This week marks 15 years since the Convention on Cluster Munitions was adopted in Dublin, Ireland, but the international ban on these awful weapons is being tested like never before.
To understand the problem, let’s first understand what these weapons are and why they are banned. Explainer time…
Delivered by artillery, rockets, missiles, and aircraft, cluster munitions open in mid-air and disperse dozens or hundreds of bomblets over a wide area – like the size of a football field or two. Many of these bomblets fail to explode on initial impact, leaving duds that act like landmines for years.
These factors mean cluster munitions are inherently indiscriminate, that is, it’s nearly impossible for those firing them to aim for military targets without causing civilian causalities, as well. In other words, using them is almost guaranteed to be a war crime.
The Convention on Cluster Munitions prohibits their use, production, acquisition, transfer, and stockpiling, and it requires destruction of stockpiles. And it’s working: there have been no reports of new use, production, or transfers of cluster munitions by the 123 countries that have signed or ratified the convention.
However, a handful of countries outside the convention have produced or used cluster munitions.

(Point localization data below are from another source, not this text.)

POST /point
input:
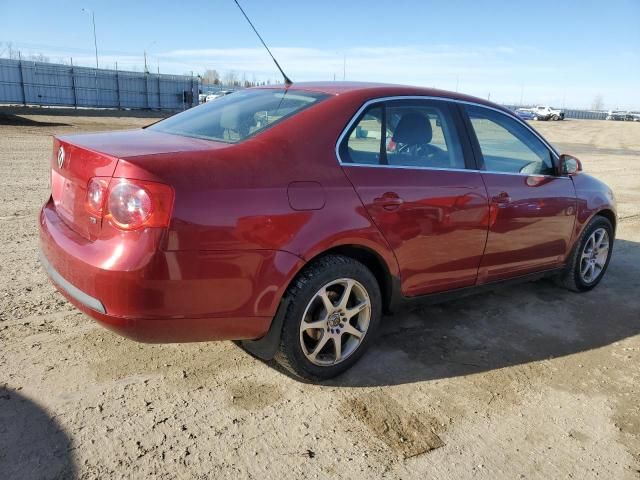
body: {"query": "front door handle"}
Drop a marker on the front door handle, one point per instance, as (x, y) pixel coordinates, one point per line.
(389, 201)
(501, 200)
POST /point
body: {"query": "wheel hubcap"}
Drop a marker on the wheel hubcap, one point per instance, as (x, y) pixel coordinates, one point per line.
(594, 256)
(335, 322)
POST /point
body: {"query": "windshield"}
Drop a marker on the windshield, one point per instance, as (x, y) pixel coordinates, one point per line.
(239, 115)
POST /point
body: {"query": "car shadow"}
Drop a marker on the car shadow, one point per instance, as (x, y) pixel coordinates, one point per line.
(510, 326)
(32, 444)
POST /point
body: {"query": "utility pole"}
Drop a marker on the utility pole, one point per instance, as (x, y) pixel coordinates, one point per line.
(95, 44)
(146, 68)
(344, 67)
(95, 39)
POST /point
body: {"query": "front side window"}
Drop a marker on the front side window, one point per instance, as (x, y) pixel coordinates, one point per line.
(239, 115)
(405, 133)
(507, 146)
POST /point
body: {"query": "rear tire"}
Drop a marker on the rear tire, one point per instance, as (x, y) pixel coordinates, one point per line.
(590, 257)
(333, 315)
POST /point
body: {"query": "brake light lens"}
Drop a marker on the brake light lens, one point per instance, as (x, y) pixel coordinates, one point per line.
(97, 195)
(130, 204)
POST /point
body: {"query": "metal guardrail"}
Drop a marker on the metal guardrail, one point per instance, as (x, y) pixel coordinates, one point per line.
(25, 82)
(571, 113)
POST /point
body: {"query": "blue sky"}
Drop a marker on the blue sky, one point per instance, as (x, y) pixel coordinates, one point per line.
(555, 52)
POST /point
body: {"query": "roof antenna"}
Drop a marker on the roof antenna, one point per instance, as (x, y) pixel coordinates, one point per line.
(287, 80)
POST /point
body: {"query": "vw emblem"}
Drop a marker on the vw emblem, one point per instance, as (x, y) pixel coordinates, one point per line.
(60, 157)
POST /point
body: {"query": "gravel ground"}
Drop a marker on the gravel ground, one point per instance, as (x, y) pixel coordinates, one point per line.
(528, 382)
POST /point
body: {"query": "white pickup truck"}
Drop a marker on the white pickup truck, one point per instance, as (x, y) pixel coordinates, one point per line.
(548, 113)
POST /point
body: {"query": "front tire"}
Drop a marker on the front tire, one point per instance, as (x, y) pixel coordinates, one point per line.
(590, 257)
(334, 312)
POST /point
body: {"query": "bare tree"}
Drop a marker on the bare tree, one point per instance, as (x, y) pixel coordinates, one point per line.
(598, 102)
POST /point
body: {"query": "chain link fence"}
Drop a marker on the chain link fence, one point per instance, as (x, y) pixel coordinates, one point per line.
(24, 82)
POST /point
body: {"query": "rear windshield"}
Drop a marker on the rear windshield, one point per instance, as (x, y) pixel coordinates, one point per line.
(239, 115)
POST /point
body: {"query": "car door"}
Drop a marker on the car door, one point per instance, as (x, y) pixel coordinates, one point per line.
(414, 174)
(532, 208)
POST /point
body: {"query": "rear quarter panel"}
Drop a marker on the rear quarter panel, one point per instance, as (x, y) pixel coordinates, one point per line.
(235, 198)
(593, 196)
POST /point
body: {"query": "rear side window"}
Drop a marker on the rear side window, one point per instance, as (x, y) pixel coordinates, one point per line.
(507, 146)
(239, 115)
(405, 133)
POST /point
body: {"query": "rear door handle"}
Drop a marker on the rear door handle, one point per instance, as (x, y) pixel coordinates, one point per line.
(502, 199)
(389, 201)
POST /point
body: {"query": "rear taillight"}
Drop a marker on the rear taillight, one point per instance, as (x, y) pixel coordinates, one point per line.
(97, 195)
(130, 204)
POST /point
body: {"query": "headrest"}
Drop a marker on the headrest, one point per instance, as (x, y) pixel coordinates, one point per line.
(413, 129)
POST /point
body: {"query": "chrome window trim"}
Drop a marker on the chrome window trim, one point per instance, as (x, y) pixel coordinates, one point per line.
(406, 167)
(372, 101)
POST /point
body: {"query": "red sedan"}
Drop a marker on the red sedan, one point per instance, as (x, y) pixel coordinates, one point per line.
(292, 218)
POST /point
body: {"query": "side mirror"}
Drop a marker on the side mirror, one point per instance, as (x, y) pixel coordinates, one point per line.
(569, 165)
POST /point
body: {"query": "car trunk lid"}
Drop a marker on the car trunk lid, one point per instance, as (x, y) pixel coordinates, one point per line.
(72, 166)
(78, 158)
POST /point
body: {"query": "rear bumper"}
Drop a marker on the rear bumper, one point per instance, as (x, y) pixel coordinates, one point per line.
(129, 285)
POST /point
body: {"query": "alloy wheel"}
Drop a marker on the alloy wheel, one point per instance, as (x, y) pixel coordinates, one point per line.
(594, 256)
(335, 322)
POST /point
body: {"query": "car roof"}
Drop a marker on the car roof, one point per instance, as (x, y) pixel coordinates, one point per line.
(370, 90)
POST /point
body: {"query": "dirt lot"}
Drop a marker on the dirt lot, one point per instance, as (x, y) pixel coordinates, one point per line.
(527, 382)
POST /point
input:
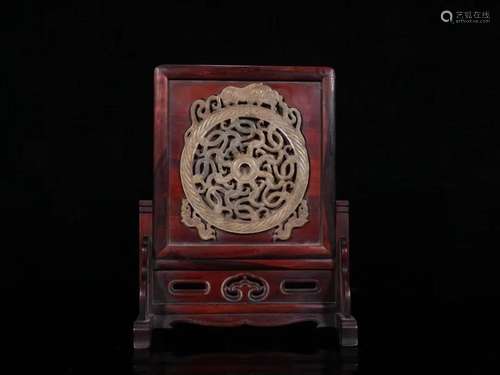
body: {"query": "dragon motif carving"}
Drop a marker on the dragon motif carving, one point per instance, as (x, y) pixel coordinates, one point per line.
(234, 287)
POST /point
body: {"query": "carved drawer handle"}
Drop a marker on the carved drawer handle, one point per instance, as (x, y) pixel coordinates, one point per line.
(183, 287)
(299, 286)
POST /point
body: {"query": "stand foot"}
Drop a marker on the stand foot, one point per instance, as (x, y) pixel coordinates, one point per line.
(142, 335)
(347, 330)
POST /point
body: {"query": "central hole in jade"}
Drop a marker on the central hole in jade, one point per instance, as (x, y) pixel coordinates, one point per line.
(244, 169)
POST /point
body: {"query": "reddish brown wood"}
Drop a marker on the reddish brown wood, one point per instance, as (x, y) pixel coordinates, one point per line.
(173, 257)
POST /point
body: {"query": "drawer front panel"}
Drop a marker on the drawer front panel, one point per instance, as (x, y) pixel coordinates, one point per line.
(241, 286)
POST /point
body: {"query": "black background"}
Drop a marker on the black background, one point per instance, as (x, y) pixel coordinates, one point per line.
(417, 156)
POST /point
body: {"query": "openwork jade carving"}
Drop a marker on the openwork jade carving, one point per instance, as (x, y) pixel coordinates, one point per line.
(244, 167)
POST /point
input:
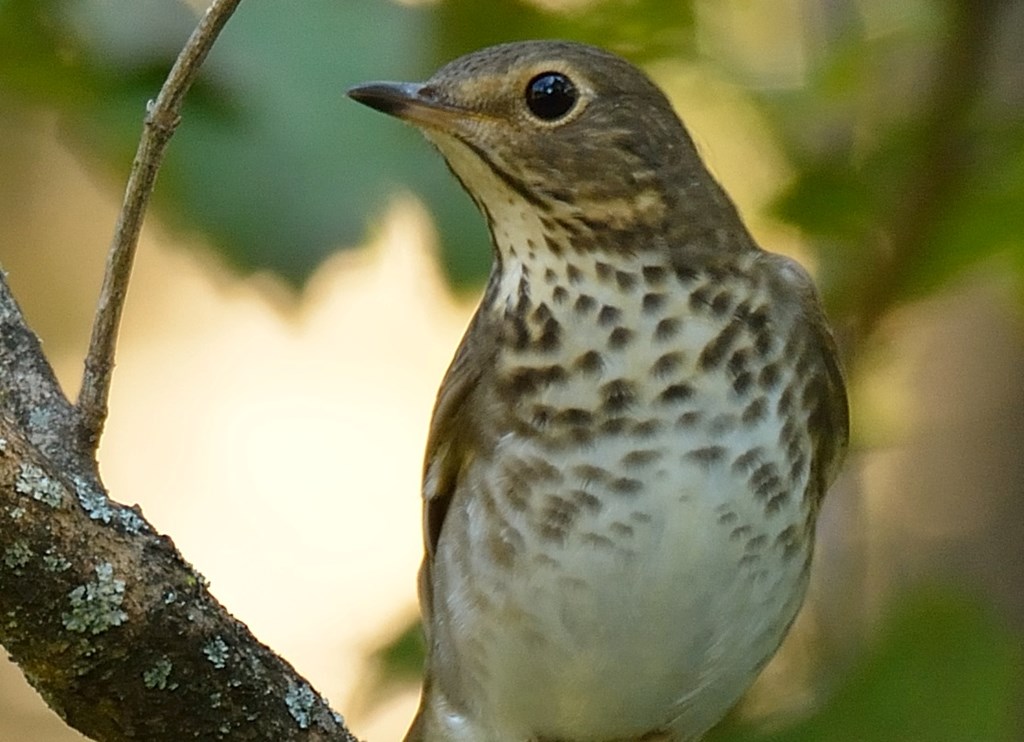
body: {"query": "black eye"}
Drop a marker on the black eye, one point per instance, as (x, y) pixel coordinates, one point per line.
(551, 95)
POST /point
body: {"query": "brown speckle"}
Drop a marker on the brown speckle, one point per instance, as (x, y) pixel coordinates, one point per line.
(640, 457)
(626, 485)
(620, 338)
(586, 500)
(707, 455)
(573, 417)
(608, 315)
(598, 540)
(590, 362)
(652, 302)
(613, 426)
(617, 395)
(589, 473)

HRW has detailed how Russian armed forces have repeatedly used cluster munitions in their invasion of Ukraine in attacks causing hundreds of civilian casualties. They’ve also damaged civilian objects, such as homes, hospitals, and schools. A single Russian cluster munition attack on a train station in Kramatorsk in April 2022 killed at least 58 civilians and wounded 100 others.
Ukrainian forces have also used cluster munitions on several occasions.
In Syria, the Syrian-Russian military alliance used cluster munition rockets in attacks on camps for internally displaced people in Idlib in November 2022, killing and wounding civilians. Myanmar’s air force used an apparent domestically produced cluster bomb in an attack in July 2022.
15 years on, the Convention on Cluster Munitions needs to see more international support to finally eradicate these heinous weapons.